This module provides utility functions that are used within dhis2.py
"""

from csv import DictReader
import json
import os
import re
import random
import string
from typing import Collection, Optional, Union, Generator
from pathlib import Path

from pygments import highlight
from pygments.lexers.data import JsonLexer
from pygments.formatters.terminal import TerminalFormatter

from .exceptions import ClientException


def load_csv(
    path: Union[str, os.PathLike, Path], delimiter: str = ","
) -> Generator[dict, dict, None]:
    """
    Load CSV file from path and yield CSV rows

    Usage:

    for row in load_csv('/path/to/file'):
        print(row)
    or
    list(load_csv('/path/to/file'))

    :param path: file path
    :param delimiter: CSV delimiter
    :return: a generator where __next__ is a row of the CSV
    """
    try:
        with open(path, "r") as csvfile:
            reader = DictReader(csvfile, delimiter=delimiter)
            for row in reader:
                yield row
    except (OSError, IOError):
        raise ClientException("File not found: {}".format(path))

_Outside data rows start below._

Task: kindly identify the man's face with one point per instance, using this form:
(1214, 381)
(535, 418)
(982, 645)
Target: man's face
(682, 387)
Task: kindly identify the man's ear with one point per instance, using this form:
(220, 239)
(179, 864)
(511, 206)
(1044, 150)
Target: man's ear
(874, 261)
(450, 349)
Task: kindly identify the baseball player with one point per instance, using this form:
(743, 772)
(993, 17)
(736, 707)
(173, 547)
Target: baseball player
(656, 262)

def load_json(path: Union[str, os.PathLike, Path]) -> dict:
    """
    Load JSON file from path
    :param path: file path
    :return: A Python object (e.g. a dict)
    """
    try:
        with open(path, "r") as json_file:
            return json.load(json_file)
    except (OSError, IOError):
        raise ClientException("File not found: {}".format(path))

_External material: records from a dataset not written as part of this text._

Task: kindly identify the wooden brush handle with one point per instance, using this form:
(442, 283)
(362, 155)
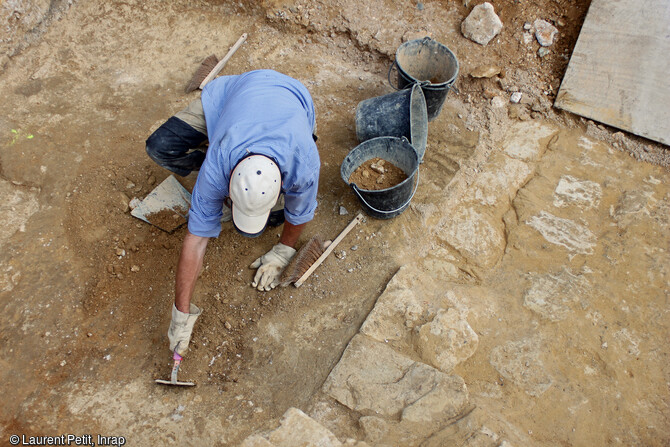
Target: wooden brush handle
(218, 67)
(328, 250)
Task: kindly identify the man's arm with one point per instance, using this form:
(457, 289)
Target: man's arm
(188, 269)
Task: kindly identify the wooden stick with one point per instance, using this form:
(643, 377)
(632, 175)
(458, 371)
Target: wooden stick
(218, 67)
(329, 250)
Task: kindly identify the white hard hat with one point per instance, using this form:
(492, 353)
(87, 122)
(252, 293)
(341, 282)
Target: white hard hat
(255, 185)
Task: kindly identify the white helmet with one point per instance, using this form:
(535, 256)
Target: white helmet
(255, 185)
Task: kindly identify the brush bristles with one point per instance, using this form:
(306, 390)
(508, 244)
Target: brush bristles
(303, 260)
(205, 68)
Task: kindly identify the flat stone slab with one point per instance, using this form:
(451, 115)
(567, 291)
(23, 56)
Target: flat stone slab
(372, 378)
(520, 363)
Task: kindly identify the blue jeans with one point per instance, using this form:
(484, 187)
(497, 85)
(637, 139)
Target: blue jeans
(173, 146)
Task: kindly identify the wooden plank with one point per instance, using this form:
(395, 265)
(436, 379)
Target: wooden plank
(619, 72)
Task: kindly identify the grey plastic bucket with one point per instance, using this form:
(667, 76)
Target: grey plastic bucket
(398, 114)
(389, 202)
(430, 64)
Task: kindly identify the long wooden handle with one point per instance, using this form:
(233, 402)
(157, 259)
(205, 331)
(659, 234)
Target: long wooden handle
(218, 67)
(328, 250)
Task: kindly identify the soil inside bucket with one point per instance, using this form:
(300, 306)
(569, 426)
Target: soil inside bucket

def partition_payload(data: dict, key: str, thresh: int) -> Generator[dict, dict, None]:
    """
    Yield partitions of a payload

    e.g. with a threshold of 2:

    { "dataElements": [1, 2, 3] }
    -->
    { "dataElements": [1, 2] }
       and
    { "dataElements": [3] }

    :param data: the payload
    :param key: the key of the dict to partition
    :param thresh: the maximum value of a chunk
    :return: a generator where __next__ is a partition of the payload
    """
    data = data[key]
    for i in range(0, len(data), thresh):
        yield {key: data[i : i + thresh]}


def search_auth_file(filename: str = "dish.json") -> str:
    """
    Search filename in
    - A) DHIS_HOME (env variable)
    - B) current user's home folder
    :param filename: the filename to search for
    :return: full path of filename
    """
    if "DHIS_HOME" in os.environ:
        return os.path.join(os.environ["DHIS_HOME"], filename)
    else:
        home_path = os.path.expanduser(os.path.join("~"))
        for root, dirs, files in os.walk(home_path):
            if filename in files:
                return os.path.join(root, filename)
    raise ClientException(
        "'{}' not found - searched in $DHIS_HOME and in home folder".format(filename)
    )


def version_to_int(value: str) -> Optional[int]:
    """
    Convert version info to integer
    :param value: the version received from system/info, e.g. "2.28"
    :return: integer from version, e.g. 28, None if it couldn't be parsed
    """
    # remove '-SNAPSHOT'
    value = value.replace("-SNAPSHOT", "")
    # remove '-RCx'
    if "-RC" in value:
        value = value.split("-RC", 1)[0]
    try:
        return int(value.split(".")[1])
    except (ValueError, IndexError):
        return None


def generate_uid() -> str:
    """
    Create DHIS2 UID matching to Regex
    ^[A-Za-z][A-Za-z0-9]{10}$
    :return: UID string
    """
    # first must be a letter
    first = random.choice(string.ascii_letters)
    # rest must be letters or numbers
    rest = "".join(
        random.choice(string.ascii_letters + string.digits) for _ in range(10)
    )
    return first + rest


def is_valid_uid(uid: str) -> bool:
    """
    :return: True if it is a valid DHIS2 UID, False if not
    """
    pattern = r"^[A-Za-z][A-Za-z0-9]{10}$"
    if not isinstance(uid, str):
        return False
    return bool(re.compile(pattern).match(uid))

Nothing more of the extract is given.